Un préalable d'abord : qu'est-ce qu'un être pensant, un sujet ? C'est un être qui produit du sens, doué d'intentionnalité. Bertrand Méheust, bien sûr, ne l'ignore pas (M., 1978, p.303), mais ne le pose pas en principe ; or, si notre pensée n'est pas libre, ce que nous disons ou faisons n'a pas de sens. Tout individu pensant se donne la liberté comme fin ultime, laquelle détermine en retour des moyens. Formulé en termes physiques, la pensée a une propriété globale essentielle : elle peut fonctionner en temps inversé, le futur y déterminer le passé. C'est ce qu'on peut appeler la finalité intrinsèque ou immanente, par opposition stricte avec la causalité, toujours transcendante puisque nous ne sommes jamais qu'une partie matérielle de la réalité objective.

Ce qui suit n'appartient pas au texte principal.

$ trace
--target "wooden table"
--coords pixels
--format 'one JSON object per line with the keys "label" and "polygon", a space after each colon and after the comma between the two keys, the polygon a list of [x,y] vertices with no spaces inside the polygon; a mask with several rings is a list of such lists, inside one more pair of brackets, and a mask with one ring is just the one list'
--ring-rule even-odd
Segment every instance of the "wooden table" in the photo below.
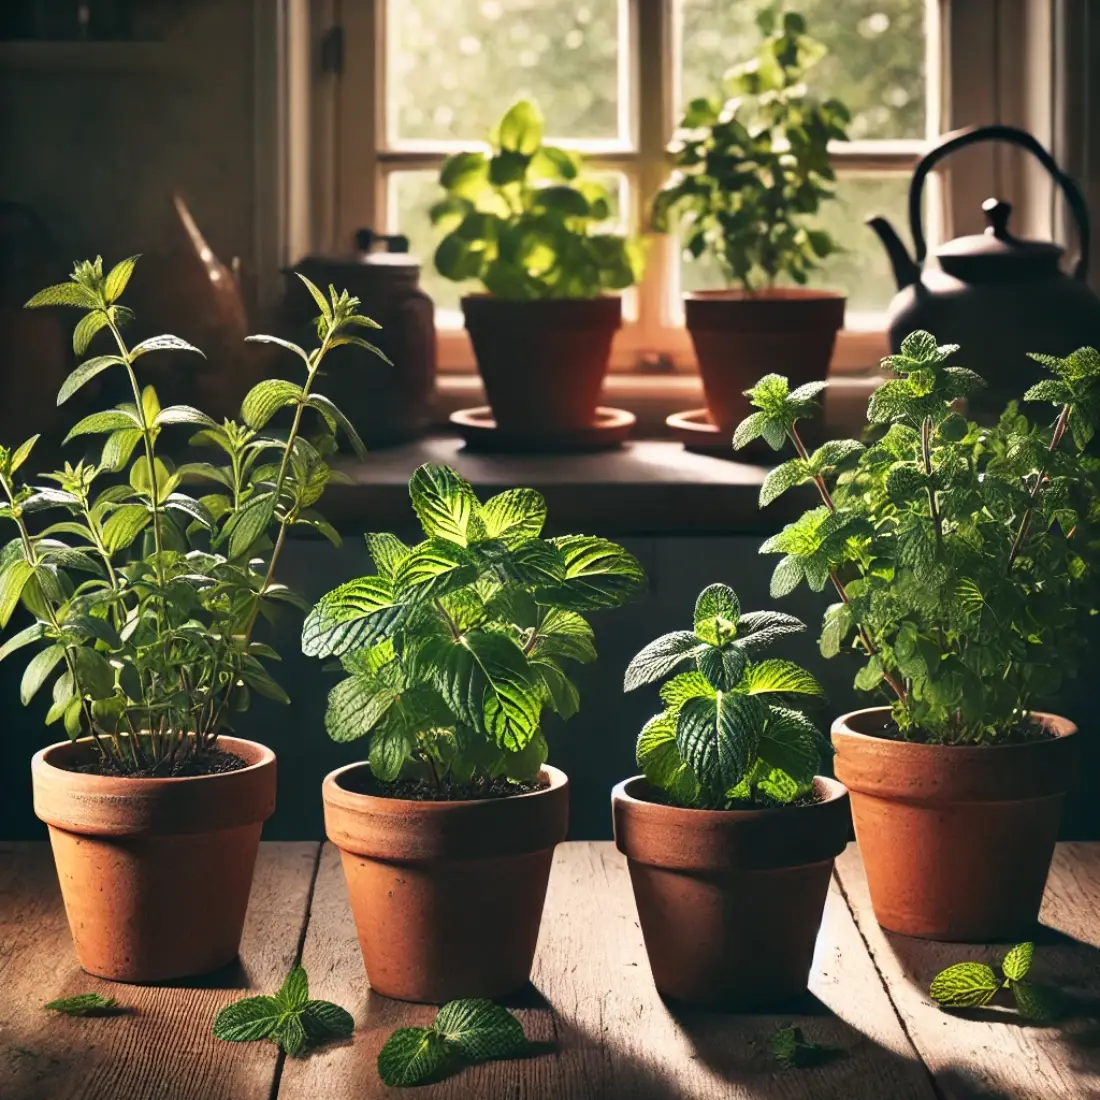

Cette définition de principe explique déjà le fait bien connu que les personnes "ravies" par des soucoupes déclarent généralement par la suite, sous hypnose, avoir déjà été enlevées (M., 92, p.XV). Outre l'éventuelle induction - banale - du psy de service (M., 92, pp. 105-109), il faut rappeler l'autonomie bien connue des complexes inconscients (les "personnalités secondes") qui, tout comme le moi conscient, reconstruisent en permanence le passé. L'hypothèse "engrammatique", relative à la mémoire, est d'ailleurs totalement abandonnée par les spécialistes, même les plus matérialistes (Changeux par exemple). Il est certain que les souvenirs ne sont en rien comparables à la mémoire d'un ordinateur, n'ont en d'autres termes pas la moindre objectivité spatiale (cérébrale ou génétique) : ce sont irréductiblement des moyens, des tendances subjectives, des configurations dynamiques virtuelles.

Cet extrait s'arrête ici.